Looks like a lot of hype and over costs to me. I've got an 11" motor I could get you for less and has a standard 1 1/8th keyed shaft. The 2nd is but a small 6.7" motor I sell (like motors) for 350.00 to 400.00.
Hope this helps
Jim


----------



## david85 (Nov 12, 2007)

Thanks, Jim.

Thats why I wanted you here. Do you think the Hp ratings are BS as well?


----------



## Jin Marui (Oct 25, 2008)

I saw those also. It sounds great, but I wouldn't be willing to shell out that much for something I don't know anything about. If they could give a manufacturer and model number, i'd look into the specs of an OEM unit.
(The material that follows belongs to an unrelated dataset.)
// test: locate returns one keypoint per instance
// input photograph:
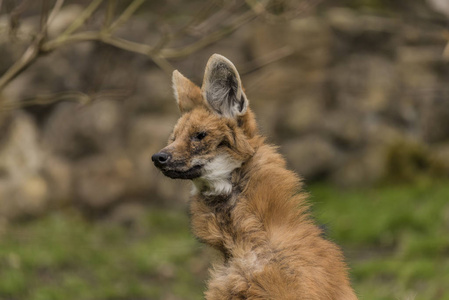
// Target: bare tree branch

If what the ebayer's power level claim is true, and the OEM unit's specs turn out to be much less, you might not be able to expect much from the ebay unit by way of reliability. That's if he's not just selling an unmodified OEM unit at an inflated price.


----------



## Wirecutter (Jul 26, 2007)

I've kept an eye on the seller heaven-scent-baby07 for over a year. Whenever I go looking for what's on Ebay for motors, that one shows up. IMHO, that seller consistently over-rates the specs on electric motors. Just because you can put the power into the motor doesn't mean you can sustain the power without smoking the motor.

Make no mistake - that's a hefty motor, but by way of comparison, look at any other motor rated for 80 hp continuous. An 80 horse motor is a large beast, and while the listed motor is big, it ain't 80 hp big. I suspect that you can get 80hp *peak* out of that motor, just like I can get 28 hp or so *peak* out of the D&D ES-33 I run on my electric gokart. But if I tried to run that kind of power through the ES-33 continuously, it wouldn't last an hour.

Caveat emptor. (Dopey exhortations always sound more forceful in Latin.)

-Mark


----------